Vector len() - 1 comparison for usize

Not sure what to expect in runtime from self.value.len() - 1 condition when the len will be 0 so -1 in result.
Both usize types, no warning on compilation even usize type does not allow negative values

if some_usize < self.value.len() - 1 { // if len is 0?
    // ..
}

You'll get an underflow in production and a panic in dev.
Use saturating_sub() instead.

3 Likes

Thanks for advice,
just interesting, why compiler does not notice, rust-analyzer, clippy finally.. where is this wrong condition could be useful to not warn the developer by default?

I think that this is a design decision made by the Rust devs.
Using raw arithmetic operators is kinda like using unsafe arithmetic with the potential to over- or underflow.
If you want checked arithmetic, you can use the checked_*() methods of the primitive types (or, like in this case, the saturating_*() ones or wrapping_*() ones if you need it).
As to why Rust defaults to the "unsafe" way using the arithmetic operators, I can only speculate.
I would think that this is historic and due to backwards compatibility with early versions and maybe also due to ergonomic and performance reasons.
But you'd need to ask a compiler dev here.
Imho Rust should default to using checked_*() as per its safety philosophy. But it does not.

1 Like

You have the clippy::arithmetic_side_effects that will warn you about the usage of operators that may overflow or panic.

3 Likes

Thanks, it's lot to learn yet,
expected that everything in Rust should be super strict by default :slight_smile:

It tanks the performance, and introduces stack unwinding in trivial code. The real flaw is that len() should return isize instead of usize, so overflowing would never be a real issue.

2 Likes

I disagree. A negative length does not make sense.
And why would it cause stack unwinding?
You should handle the returned Option, not unwrap() it.

2 Likes

Sigh. I somehow guessed this response would come up. From a larger angle of view, one should always use signed types for numbers that represent an actual numeric value and use unsigned types if you are fiddling with the bits. And len() obviously belongs to former category.

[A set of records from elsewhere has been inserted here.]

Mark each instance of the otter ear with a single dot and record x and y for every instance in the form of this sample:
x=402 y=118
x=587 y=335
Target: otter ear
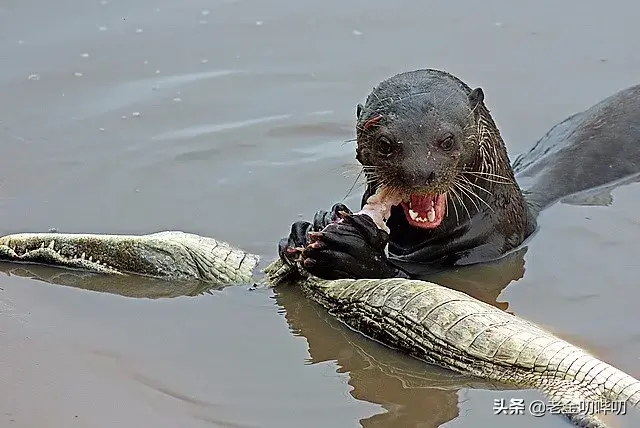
x=476 y=97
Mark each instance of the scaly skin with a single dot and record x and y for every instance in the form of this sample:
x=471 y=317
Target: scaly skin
x=430 y=322
x=172 y=255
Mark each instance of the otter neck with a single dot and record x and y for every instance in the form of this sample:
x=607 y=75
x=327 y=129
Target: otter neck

The fact that -1 length does not make sense is irrelevant. The range of reasonable return value is not a bigger factor when deciding return type. Would you argue i8::leading_ones should returns u8 instead u32? I think not.

And don't even get started on how usize represents double the range. Not only it's only 1/31 (~3%) more on logarithm scale (which is what actually matter) on 32-bit, but also the fact that you almost never use that part anyway.

You just can't be seriously suggesting this. This just means ordinary arithmetic operator is useless. Rust is a tool for actual industrial usage, not "research only by design".

2 Likes

Yes, I am suggesting, that this would be useful to me.
No, I am not suggesting that Rust changes this now or in the future.

On the contrary. Having over- or underflow conditions is rarely a desired outcome of arithmetical operations. Hence having to deal with an Option instead of silently having an over- or underflow is imho more stable and explicit.

PS: In my actual use cases, for this very reason, I always end up using the checked_*, saturating_* or wrapping_* methods anyway, so yes, to me the current arithmetic operators are quite useless.

And I use it exactly for this: In industry.

Potentially overflowing arithmetic is not like unsafe. It's not UB, the results are defined and specified -- panic or wrapping based on the overflow-checks flag. (It's also not hard-coded based on the profile, just defaulted based on the profile. So if you want to panic on --release, you can configure things that way.)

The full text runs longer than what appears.